Dos seus livros, o meu preferido é "Água Viva" que me coloca num estado entre o encantamento e a perplexidade. Para falar dele, plagio a mim mesma em outro texto sobre Clarice, porque nem sempre as palavras estão à disposição no momento em que precisamos delas: "(o livro ) é subjetivo e forte como ser levada ao centro do furacão. Como um pássaro que se debate quando a armadilha se fecha, depois me resta a quietude para saber, afinal, o que se passou.A armadilha das palavras provoca-me um assombro poético que significa beleza e perigo, com os alertas da sensibilidade piscando para a transposição a um nível de consciência do qual nunca sei se voltarei a tempo. Antes do choro ou do riso, protegida pela leitura intelectual, protegida dos excessos afetivos."

Quando escrevi esse texto estava sob o impacto do fim da leitura de "Água Viva" e meu desejo era não voltar desse estado de espírito para os passos minúsculos do cotidiano. Mas aí pensei que Clarice bebia no cotidiano isso que se tornava o extrato da existência. Sempre li Clarice Lispector como se estivesse diante da eternidade, por isso sua partida precoce, aos 57 anos em dia 9 de dezembro de 1977 (um dia antes de seu aniversário), deu-me a sensação de uma perda irreparável porque não viriam mais livros. Lendo a biografia de Nádia Battella Gotlib "Clarice - Uma Vida que se Conta", soube que naquela fase a escritora já se misturava aos seus personagens, sua vida já era uma grande obra. Mas eu queria mais, como todos os seus leitores.

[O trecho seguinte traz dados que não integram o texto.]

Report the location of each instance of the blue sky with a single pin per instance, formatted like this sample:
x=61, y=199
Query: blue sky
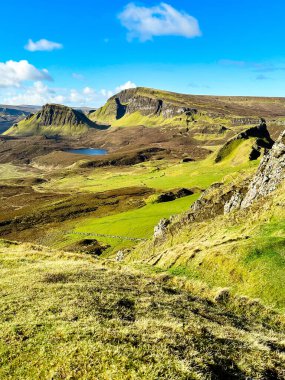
x=81, y=52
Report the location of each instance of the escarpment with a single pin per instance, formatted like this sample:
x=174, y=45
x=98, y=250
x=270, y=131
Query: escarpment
x=54, y=114
x=53, y=119
x=221, y=199
x=135, y=100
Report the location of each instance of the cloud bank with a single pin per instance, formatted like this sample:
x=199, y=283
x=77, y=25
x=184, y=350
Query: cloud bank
x=13, y=73
x=162, y=20
x=42, y=45
x=39, y=94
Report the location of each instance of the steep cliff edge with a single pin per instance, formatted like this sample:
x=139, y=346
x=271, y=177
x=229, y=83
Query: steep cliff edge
x=52, y=119
x=233, y=235
x=215, y=114
x=147, y=102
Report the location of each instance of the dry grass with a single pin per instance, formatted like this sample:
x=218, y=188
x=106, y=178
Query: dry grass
x=68, y=316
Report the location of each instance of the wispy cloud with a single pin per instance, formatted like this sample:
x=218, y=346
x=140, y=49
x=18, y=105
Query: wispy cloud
x=39, y=94
x=125, y=86
x=262, y=77
x=145, y=23
x=231, y=62
x=197, y=85
x=13, y=73
x=77, y=76
x=43, y=45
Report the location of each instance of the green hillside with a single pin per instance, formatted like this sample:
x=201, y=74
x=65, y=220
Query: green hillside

Sabemos que uma expectativa dos escritores é apreender em palavras o não dito, uma tarefa especial que na maioria das vezes falha porque a vida sempre se excede, sem o limite das páginas e de um autor sobre elas, tentando apreender o inapreensível. Clarice Lispector chegou a capturar o que vai pelas fibras do coração, dos nervos articulados entre a mão e a escrita. Um território de onde emana uma eletricidade que se torna a conexão com o que se cria, uma sinapse entre vida e obra.

Nos 100 anos de Clarice Lispector - completados no último dia 10 - ainda há muito a se dizer sobre ela, um exercício de percorrer, analisar e sentir palavras. Como já disse em outro texto, "palavras doces e selvagens, palavras temperadas como aço, espada e pluma. Cortando e acariciando a vida em ondas que escapam à sintaxe."